Implementation of a hierarchical model¶
[1]:
# Colab setup ------------------
import os, sys, subprocess
if "google.colab" in sys.modules:
cmd = "pip install --upgrade colorcet bebi103 arviz cmdstanpy watermark"
process = subprocess.Popen(cmd.split(), stdout=subprocess.PIPE, stderr=subprocess.PIPE)
stdout, stderr = process.communicate()
import cmdstanpy; cmdstanpy.install_cmdstan()
else:
data_path = "../data/"
# ------------------------------
import numpy as np
import cmdstanpy
import arviz as az
import bebi103
import iqplot
import bokeh
colors = bokeh.palettes.d3['Category10'][10]
bokeh.io.output_notebook()
We will do MCMC on the hierarchical posterior for worm reversal data.

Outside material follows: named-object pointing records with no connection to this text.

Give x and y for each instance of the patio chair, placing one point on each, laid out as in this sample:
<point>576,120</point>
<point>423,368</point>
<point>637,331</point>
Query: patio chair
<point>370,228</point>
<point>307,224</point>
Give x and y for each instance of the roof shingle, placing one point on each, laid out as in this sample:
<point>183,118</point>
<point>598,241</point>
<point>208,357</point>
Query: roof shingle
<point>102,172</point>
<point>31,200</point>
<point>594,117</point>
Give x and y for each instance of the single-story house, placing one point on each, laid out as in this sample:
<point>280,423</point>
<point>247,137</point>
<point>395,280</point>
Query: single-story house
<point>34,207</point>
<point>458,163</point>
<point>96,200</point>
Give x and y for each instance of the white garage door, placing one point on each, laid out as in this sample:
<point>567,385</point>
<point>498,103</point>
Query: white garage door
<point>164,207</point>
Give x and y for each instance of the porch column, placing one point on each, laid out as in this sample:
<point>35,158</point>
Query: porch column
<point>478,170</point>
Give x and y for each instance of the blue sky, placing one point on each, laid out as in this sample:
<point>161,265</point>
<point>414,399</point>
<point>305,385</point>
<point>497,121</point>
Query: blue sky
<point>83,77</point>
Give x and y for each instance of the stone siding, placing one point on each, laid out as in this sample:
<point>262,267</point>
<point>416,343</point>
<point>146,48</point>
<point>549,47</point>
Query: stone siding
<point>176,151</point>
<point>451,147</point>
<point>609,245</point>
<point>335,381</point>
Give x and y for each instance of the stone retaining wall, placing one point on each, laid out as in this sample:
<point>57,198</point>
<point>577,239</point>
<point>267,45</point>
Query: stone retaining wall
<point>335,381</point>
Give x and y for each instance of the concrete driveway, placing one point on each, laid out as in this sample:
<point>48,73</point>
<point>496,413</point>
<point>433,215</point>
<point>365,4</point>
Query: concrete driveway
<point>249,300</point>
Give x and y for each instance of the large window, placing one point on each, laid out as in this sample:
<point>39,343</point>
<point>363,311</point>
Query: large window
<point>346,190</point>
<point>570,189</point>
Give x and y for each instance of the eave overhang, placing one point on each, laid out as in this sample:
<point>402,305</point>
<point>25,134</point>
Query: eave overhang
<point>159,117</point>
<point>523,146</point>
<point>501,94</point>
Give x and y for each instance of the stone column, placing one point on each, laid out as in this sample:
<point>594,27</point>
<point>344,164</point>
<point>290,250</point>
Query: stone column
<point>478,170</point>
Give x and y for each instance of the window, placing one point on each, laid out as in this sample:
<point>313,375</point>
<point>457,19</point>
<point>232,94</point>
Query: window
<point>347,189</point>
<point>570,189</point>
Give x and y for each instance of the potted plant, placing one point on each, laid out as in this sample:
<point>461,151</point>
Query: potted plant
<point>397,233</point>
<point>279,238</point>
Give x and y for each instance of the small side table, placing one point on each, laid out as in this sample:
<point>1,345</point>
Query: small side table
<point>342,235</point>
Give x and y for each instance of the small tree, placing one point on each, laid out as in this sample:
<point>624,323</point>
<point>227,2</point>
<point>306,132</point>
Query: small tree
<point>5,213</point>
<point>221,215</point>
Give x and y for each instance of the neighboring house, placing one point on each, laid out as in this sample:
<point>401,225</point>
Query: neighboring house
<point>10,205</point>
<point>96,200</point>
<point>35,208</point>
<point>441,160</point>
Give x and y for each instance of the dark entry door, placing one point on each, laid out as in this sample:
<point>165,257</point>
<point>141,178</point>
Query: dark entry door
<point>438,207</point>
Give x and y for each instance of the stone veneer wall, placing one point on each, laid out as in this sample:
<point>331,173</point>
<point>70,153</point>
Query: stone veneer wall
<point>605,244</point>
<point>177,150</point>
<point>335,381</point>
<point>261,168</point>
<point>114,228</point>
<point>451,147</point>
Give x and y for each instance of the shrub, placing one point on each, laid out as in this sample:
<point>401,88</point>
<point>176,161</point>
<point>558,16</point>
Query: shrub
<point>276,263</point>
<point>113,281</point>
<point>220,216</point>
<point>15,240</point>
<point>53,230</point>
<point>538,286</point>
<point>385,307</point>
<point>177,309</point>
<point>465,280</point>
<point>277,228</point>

As a reminder, the model is
\begin{align} &\phi \sim \text{Beta}(1.1, 1.1), \\[1em] &\kappa \sim \text{HalfNorm}(0, 10), \\[1em] &\alpha = \phi \kappa, \\[1em] &\beta = (1-\phi)\kappa,\\[1em] &\theta_i \sim \text{Beta}(\alpha, \beta) \;\;\forall i,\\[1em] &n_i \sim \text{Binom}(N_i, \theta_i)\;\;\forall i. \end{align}
To demonstrate how the hierarchical model works, we will consider the data sets from 2015, 2016, and 2017, and an additional three synthetic experiments that have 14/40, 5/34, and 110/660 reversals, respectively. These three experiments were not actually performed; I am using them here to demonstrate some effects we see in hierarchical models. In particular, the last experiment has many more trials and would dominate pooled data if we were not using a hierarchical model.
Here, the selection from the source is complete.